Gold futures ended lower Friday even though President Donald Trump and his wife announced they had contracted the COVID-19 disease and would be quarantining in the White House for days.
The unexpected news comes as the race for the U.S. presidency between Trump and former Vice President Joe Biden is heating up. Some strategists speculate that the news forces investors to come to terms with the front-runner status of Democratic challenger Biden, who was already leading in most national polls against Trump.
“Gold picked up a bit overnight on the Trump diagnosis news” but turned back downward “as it has become clear that the news has not sparked a panic rush out of equities into defensive havens like gold,” Colin Cieszynski, chief market strategist at SIA Wealth Management, told MarketWatch.
On Friday, December gold
fell $8.70, or nearly 0.5%, to settle at $1,907.60 an ounce on Comex, after gaining 1.1% on Thursday to finish at around a two-week peak.
Silver for December delivery
meanwhile, lost 23 cents, or 0.9%, to $24.029 an ounce, following a 3.2% rise in the previous session.
For the week, gold saw a weekly gain of 2.2%, while silver marked weekly rise of nearly 4.1%, based on the most-active contracts, FactSet data show.
Prices for both precious metals had posted declines last month.
“The lack of fresh stimulus from the Federal Reserve and political gridlock precluding fiscal aid have been dominant factors behind this gold retracement and associated dollar strength,” said Ryan Giannotto, director of research at GraniteShares, which offers the GraniteShares Gold Trust
Still, “the halt on additional stimulus is not altogether bearish for gold, as stock prices require monetary and fiscal support to a far greater extent than gold,” he told MarketWatch. “Waning economic optimism and a growing second wave of mass layoffs from companies like Disney, American Airlines and others firmly underscore this point and the need for gold as a diversifying asset.”
The U.S. presidential election, meanwhile, increases uncertainty and Trump’s COVID-19 diagnosis “emphasizes the realities of risk before us,” he said, adding that gold may be poised for further gains.
The rise in prices for the precious metals on the week came as the U.S. dollar has receded somewhat after last week’s rally, providing more room for dollar-based assets to rise.
The ICE U.S. Dollar Index
has declined 0.9% so far this week but was trading about 0.1% higher in Friday dealings, as gauged by the index which measures the buck’s strength against a half-dozen currencies.

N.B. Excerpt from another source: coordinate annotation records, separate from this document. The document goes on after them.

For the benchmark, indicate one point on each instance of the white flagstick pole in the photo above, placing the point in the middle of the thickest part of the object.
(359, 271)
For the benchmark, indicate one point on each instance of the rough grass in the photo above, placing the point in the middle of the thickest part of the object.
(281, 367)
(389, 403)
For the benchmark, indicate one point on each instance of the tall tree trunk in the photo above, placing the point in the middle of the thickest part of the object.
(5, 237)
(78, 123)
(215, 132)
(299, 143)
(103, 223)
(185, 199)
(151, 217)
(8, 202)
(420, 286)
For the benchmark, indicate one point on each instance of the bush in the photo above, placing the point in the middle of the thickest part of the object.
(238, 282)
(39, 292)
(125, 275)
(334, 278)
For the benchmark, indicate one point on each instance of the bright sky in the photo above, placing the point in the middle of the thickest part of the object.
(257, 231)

A weaker dollar can make asset’s priced in the monetary unit relatively more expensive to overseas buyers.
Gold prices fell early Friday in the immediate wake of U.S. employment data that revealed 661,000 new jobs in September, but hiring was the smallest since businesses reopened from lockdowns imposed to combat the pandemic.
The precious metal then briefly pared some losses shortly after data showed U.S. factory orders rose 0.7% in August, up for a fourth straight month, but the increase was below the 0.9% rise expected by economists surveyed by MarketWatch.
“Employment data underwhelming and below consensus didn’t have much impact on gold,” Jeff Wright, executive vice president of GoldMining Inc., told MarketWatch.
The market is looking for signs of progress between Treasury Secretary Steven Mnuchin and House Speaker Nancy Pelosi on another fiscal stimulus bill, he said. It’s “anyone’s guess if there is really a deal to be struck.”
The U.S. dollar will provide direction for gold into next week and an agreement on fiscal stimulus would weaken the greenback, he said.
Also on Nymex Friday, December copper
tacked on 3.9% to $2.9775 a pound, tallying a weekly rise of 0.2%. January platinum
lost 1.6% to $891.40 an ounce, with most-active contract prices up 5.9% for the week. December palladium
fell 0.1% to $2,325 an ounce Friday for a weekly rise of 4.6%.